Physicists describe entropy a little differently, often speaking in terms of the “disorder” of a system. More precisely, entropy is the number of different ways you can rearrange the littlest parts of a system and still get the same big system. A bucket full of red Legos, for instance, has high entropy. Shake it up, spin it around, and you still have what you began with: a bucket of red Legos. Assemble those same blocks into a Lego castle, though, and you’ve slashed the entropy; moving a single block nets you a different “macroscopic” system.

Whichever perspective you choose, the essential result is the same. Take the paragraph you’re reading right now, for instance, with its many different letters, punctuation marks, and spaces arranged in a very particular order. It contains more information, and thus has higher entropy, than a paragraph like this one—

aaaaaaaaaaaaaaaaaaaaaaaaaaaaaaaaaaaaaaaaaaaaaaaaaaaa

aaaaaaaaaaaaaaaaaaaaaaaaaaaaaaaaaaaaaaaaaaaaaaaaaaaa

aaaaaaaaaaaaaaaaaaaaaaaaaaaaaaaaaaaaaaaaaaaaaaaaaaaa

aaaaaaaaaaaaaaaaaaaaaaaaaaaaaaaaaaaaaaaaaaaaaaaaaaaa

aaaaaaaaaaaaaaaaaaaaaaaaaaaaaaaaaaaaaaaaaaaaaaaaaaaa

aaaaaaaaaaaaaaaaaaaaaaaaaaaaaaaaaaaaaaaaaaaaaaaaaaaa

aaaaa

—even though they contain the same number of characters. Entropy, then, provides a measure of not just the length but the information content of a message.

Now imagine trying to build the ultimate hard drive, one that holds the maximum amount of information allowed by physics. Why should physics place a limit on the information storage capacity of this hypothetical hard drive? Thinking it over from a purely classical perspective, it seems that you could store an infinite amount of information.
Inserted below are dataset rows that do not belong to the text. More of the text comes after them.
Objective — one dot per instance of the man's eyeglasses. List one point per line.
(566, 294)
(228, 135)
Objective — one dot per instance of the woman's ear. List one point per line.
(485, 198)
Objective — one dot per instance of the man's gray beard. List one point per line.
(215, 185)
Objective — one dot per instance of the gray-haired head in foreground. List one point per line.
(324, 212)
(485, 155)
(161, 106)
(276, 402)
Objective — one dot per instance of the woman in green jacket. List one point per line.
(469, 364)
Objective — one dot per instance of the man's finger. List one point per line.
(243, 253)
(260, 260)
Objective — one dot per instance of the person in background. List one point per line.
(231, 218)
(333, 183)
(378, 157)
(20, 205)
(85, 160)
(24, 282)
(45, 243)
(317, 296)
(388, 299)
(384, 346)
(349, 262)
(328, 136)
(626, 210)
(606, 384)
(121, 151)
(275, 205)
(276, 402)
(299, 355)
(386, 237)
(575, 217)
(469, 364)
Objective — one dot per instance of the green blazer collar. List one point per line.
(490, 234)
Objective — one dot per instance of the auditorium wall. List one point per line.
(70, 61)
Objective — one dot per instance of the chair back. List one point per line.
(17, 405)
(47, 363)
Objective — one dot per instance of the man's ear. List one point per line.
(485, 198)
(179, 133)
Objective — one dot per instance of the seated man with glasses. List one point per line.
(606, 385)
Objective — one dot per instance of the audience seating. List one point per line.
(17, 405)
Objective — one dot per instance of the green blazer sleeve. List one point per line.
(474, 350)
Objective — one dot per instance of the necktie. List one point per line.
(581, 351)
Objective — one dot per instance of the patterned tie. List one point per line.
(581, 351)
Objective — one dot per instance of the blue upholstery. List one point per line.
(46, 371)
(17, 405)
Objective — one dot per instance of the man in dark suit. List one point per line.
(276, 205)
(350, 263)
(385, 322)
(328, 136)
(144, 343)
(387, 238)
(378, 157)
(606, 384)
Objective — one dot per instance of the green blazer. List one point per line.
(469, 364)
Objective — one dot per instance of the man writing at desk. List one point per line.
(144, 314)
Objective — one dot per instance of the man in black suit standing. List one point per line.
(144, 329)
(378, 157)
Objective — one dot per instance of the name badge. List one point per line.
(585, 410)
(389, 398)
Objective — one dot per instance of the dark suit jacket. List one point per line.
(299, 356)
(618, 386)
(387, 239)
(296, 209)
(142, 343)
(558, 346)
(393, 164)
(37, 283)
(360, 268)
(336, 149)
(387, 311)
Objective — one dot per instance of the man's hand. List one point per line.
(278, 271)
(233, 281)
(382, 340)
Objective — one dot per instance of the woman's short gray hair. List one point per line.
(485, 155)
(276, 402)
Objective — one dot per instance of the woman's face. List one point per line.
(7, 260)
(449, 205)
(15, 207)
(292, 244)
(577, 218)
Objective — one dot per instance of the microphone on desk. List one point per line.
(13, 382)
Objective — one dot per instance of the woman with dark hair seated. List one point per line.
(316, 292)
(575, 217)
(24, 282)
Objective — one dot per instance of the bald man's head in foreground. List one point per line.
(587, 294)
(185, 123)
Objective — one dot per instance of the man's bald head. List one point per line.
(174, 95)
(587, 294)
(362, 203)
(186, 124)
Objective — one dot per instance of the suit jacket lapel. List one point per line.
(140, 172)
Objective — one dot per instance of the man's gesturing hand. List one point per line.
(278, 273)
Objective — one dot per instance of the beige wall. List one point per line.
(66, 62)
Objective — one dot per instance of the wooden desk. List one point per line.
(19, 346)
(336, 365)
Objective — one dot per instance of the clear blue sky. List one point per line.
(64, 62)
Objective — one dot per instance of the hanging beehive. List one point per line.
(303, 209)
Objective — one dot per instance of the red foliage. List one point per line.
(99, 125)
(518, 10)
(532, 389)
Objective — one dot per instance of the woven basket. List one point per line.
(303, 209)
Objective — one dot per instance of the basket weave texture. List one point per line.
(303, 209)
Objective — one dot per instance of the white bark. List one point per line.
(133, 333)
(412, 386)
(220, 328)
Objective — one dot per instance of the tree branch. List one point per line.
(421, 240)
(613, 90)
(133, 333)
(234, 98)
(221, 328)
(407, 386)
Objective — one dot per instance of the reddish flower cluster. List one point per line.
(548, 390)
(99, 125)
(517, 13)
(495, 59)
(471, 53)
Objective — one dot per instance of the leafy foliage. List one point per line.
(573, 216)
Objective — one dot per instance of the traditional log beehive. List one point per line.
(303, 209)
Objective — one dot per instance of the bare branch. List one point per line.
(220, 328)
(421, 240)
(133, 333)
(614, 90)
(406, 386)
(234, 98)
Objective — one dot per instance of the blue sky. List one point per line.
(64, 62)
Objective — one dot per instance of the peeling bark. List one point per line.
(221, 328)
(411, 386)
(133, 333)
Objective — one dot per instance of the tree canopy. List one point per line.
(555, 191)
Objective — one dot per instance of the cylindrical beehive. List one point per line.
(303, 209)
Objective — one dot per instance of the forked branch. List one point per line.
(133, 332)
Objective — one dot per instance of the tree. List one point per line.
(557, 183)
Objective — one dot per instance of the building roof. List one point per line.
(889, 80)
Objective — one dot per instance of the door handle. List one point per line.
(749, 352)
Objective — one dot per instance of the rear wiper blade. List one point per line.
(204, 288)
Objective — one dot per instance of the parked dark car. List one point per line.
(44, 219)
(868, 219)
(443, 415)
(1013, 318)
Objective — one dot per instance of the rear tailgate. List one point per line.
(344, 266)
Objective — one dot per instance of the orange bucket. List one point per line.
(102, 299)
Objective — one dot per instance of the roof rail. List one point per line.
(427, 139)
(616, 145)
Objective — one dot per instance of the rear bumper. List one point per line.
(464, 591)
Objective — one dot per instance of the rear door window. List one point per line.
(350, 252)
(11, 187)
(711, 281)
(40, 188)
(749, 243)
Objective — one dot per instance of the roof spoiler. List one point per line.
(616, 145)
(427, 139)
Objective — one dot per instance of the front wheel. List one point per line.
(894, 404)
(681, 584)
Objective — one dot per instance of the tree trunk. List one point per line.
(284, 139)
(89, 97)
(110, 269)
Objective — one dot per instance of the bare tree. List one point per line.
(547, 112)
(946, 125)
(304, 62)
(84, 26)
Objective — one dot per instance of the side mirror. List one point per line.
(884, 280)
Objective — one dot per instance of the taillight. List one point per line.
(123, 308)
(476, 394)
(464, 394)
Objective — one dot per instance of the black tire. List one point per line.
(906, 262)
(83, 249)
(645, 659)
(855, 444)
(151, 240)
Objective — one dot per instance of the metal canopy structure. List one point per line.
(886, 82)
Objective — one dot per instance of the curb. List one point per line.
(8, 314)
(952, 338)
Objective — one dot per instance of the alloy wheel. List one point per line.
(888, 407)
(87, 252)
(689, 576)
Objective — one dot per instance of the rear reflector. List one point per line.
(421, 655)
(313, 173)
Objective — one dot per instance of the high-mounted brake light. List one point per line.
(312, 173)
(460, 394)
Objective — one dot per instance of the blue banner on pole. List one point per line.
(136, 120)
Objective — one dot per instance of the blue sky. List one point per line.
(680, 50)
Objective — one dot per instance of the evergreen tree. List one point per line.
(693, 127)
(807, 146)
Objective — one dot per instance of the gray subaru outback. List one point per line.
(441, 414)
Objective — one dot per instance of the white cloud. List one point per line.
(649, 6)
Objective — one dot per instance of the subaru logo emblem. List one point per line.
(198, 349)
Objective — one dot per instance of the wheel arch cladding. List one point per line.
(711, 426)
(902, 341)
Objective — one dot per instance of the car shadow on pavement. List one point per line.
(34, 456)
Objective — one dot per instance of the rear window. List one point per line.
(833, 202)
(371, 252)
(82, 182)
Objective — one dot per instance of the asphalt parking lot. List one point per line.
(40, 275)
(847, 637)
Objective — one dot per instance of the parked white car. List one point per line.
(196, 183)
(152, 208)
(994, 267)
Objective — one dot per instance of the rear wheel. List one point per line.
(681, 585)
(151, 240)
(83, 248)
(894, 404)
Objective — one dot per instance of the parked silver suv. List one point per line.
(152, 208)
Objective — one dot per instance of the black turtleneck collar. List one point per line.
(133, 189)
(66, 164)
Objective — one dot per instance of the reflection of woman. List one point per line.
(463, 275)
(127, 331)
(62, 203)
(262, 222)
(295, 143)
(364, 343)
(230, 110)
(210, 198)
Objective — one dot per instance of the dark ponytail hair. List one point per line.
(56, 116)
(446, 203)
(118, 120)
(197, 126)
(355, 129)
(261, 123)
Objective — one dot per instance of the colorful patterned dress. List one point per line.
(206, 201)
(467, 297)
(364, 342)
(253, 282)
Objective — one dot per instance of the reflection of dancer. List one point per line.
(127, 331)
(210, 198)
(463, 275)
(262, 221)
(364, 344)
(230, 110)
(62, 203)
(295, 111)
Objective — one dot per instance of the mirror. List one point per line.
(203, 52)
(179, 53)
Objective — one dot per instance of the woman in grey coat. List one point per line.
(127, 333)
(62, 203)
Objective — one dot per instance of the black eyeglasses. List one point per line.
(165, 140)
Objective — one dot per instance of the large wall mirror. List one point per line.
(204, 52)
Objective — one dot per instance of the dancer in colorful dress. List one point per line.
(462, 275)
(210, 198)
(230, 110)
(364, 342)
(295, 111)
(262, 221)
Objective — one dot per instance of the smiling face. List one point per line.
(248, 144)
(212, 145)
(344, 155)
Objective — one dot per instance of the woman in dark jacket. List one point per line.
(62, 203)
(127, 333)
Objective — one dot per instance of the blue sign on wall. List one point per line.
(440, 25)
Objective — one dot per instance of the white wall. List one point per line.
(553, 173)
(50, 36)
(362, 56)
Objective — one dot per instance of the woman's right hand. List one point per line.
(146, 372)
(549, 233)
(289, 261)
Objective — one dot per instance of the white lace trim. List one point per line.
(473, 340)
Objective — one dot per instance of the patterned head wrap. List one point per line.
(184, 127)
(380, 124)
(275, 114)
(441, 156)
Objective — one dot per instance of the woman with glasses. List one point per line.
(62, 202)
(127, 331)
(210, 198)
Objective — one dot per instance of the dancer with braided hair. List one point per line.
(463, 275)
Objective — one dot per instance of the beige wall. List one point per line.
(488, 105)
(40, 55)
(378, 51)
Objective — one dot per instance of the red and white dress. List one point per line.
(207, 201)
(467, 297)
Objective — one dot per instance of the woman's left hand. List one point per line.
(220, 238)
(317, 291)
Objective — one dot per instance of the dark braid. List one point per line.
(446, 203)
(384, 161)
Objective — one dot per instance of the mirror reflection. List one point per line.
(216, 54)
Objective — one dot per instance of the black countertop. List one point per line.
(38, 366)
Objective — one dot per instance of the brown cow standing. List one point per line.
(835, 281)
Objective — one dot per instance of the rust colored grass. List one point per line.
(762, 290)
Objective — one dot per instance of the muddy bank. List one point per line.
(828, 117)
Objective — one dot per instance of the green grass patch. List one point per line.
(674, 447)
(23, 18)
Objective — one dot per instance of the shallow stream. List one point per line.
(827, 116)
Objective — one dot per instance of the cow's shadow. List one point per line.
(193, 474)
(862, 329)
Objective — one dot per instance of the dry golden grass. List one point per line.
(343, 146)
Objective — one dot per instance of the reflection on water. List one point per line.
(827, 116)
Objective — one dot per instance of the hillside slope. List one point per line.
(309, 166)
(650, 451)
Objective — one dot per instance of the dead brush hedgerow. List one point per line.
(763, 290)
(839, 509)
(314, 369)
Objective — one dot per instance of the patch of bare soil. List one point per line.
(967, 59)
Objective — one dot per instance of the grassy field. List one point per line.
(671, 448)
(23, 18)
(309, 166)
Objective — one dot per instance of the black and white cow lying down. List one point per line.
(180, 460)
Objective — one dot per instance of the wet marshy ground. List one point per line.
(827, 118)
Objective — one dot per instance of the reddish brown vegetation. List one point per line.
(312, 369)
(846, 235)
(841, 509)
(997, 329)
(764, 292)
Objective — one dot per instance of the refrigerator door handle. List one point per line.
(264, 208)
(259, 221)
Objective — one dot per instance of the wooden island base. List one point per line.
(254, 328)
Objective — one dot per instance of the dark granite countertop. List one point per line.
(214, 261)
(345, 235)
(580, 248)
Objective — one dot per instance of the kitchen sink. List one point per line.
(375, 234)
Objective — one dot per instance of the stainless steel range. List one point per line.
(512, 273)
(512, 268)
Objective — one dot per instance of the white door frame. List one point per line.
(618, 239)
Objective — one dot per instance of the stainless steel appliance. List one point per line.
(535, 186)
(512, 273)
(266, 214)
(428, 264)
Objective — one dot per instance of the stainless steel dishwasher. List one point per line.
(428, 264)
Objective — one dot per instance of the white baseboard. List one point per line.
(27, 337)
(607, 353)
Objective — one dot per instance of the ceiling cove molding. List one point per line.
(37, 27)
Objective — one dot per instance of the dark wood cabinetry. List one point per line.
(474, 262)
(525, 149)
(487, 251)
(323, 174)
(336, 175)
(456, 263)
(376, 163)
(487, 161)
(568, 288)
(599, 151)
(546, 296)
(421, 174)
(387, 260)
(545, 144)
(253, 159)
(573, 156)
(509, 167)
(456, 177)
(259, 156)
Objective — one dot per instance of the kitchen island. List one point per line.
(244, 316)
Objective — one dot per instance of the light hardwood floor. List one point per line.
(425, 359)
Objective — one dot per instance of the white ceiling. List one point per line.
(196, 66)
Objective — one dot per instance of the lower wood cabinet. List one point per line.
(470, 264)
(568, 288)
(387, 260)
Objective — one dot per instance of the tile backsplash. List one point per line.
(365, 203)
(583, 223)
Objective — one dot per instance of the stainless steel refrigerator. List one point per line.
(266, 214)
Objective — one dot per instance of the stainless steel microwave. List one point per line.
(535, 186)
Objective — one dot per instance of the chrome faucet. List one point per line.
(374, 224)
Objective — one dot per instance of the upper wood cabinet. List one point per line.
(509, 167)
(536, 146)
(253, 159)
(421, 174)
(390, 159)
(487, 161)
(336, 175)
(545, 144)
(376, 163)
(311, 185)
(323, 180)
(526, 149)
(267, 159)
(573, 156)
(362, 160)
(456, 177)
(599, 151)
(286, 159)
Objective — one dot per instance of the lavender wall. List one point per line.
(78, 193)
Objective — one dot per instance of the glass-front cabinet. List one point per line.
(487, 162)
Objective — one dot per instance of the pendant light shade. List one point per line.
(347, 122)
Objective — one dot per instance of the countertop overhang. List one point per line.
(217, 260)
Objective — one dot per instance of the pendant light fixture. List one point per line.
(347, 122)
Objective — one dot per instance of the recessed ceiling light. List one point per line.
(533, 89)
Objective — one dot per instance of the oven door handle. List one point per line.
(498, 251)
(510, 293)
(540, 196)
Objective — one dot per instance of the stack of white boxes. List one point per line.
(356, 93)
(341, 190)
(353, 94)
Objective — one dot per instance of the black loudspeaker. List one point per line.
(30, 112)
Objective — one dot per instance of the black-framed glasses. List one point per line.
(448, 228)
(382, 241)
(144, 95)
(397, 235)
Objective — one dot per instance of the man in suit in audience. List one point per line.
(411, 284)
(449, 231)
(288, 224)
But when we add quantum mechanics to the mix, we introduce fundamental limits on the accuracy of our measurements. These limits cause entropy to max out at about 1069 bits per square meter. “If you tried to pack information more densely than that,” says Aaronson, “your hard drive would collapse into a black hole.” That’s not just a whimsical footnote. Black holes, it turns out, are the universe’s very best information repositories. (Of course, Aaronson points out, they don’t make very practical hard drives, unless you’re willing to wait about 1070 years to retrieve your data.)

But there’s something odd about the way the entropy of a black hole grows. As physicists Stephen Hawking and Jacob Bekenstein discovered in the 1970s, the entropy of a black hole increases with the black hole’s two-dimensional surface area, as defined by an imaginary spherical shell with radius Rs. This is bizarre; you would expect the amount of information you can pack into any object, like a book or a hard drive, to grow with the three-dimensional volume of the object, not its surface area.

This discrepancy is more than just theoretical arcana. To physicists, it suggests that the fundamental laws of physics may have a simpler representation in two dimensions rather than the traditional three. In 1997, the Argentinian physicist Juan Maldacena, now at the Institute for Advanced Study, took advantage of this idea to work out a mathematical “duality” between our universe and one with fewer dimensions, one time dimension, and no gravity. This provides a handy mathematical back door; problems that are difficult to solve in one domain may shake out easily in the other.

To some theorists, the duality isn’t just mathematical. The universe as we experience it, they say, may actually be the projection of information encoded on some distant cosmic boundary. Where this boundary lies and how the projection occurs are still open questions, but these theorists argue that our reality may be, in essence, a hologram analogous to the silvery images on museum store postcards.

We have information theory to thank for this peculiar plot twist. But if it’s hard to imagine a practical application for this “holographic principle,” it’s far easier to see how quantum information is changing computing. That’s because quantum information has different basic properties from classical information. The bits that make up classical information can be either one or zero. But the “qubits” that make up quantum information can exist in a superposition of the “one” and “zero” states; in a sense, they can take on both states at once. To maintain this superposition, though, qubits must exist in perfect isolation. As soon as that isolation is disturbed, the superposition crumbles.

“Quantum information is like the information in a dream,” explained Charles Bennett, a quantum information scientist at IBM Research, in a recent talk at the annual meeting of the American Association for the Advancement of Science. “In describing it, you change you memory of it.” This may not sound like a desirable quality in a computer, but in combination with entanglement, it can be exploited to dramatically speed up certain types of calculations and to send perfectly secure encrypted messages. As Steve Girvin, a theoretical physicist at Yale University, points out, it can also be used to generate genuinely random numbers suitable for encryption keys. Quantum cryptography is already being used commercially for some bank transfers and other highly secure transmissions.

“This second quantum revolution—the revolution of information—is a complete surprise,” says Girvin. “It took decades to come to grips with the weirdness and realize that the information of quantum mechanical systems is different than the information content of classical systems, and being uncertain about something can actually be good instead of bad.”

Quantum information is useful stuff—but what is it telling us about the essential nature of our reality? Some thinkers argue that it suggests our entire universe is itself a quantum computer. “I like this image,” says Vedral, while admitting that the analogy is imperfect. “You could ask, can I treat the rest of the universe as something that I can program in the way that I program my [ordinary] computer?” No, says Vedral. “You’re still limited by the laws of physics, and you have a certain amount of resources which are finite. There are computations you will never be able to execute.” The computation at which this cosmic quantum computer is uniquely capable is that of computing its own evolution.

Whether information is a useful strategy of thought or something deeper, we still don’t know. “We’re still struggling with what our theories are really telling us,” says Vedral. “You have to take a leap of imagination.”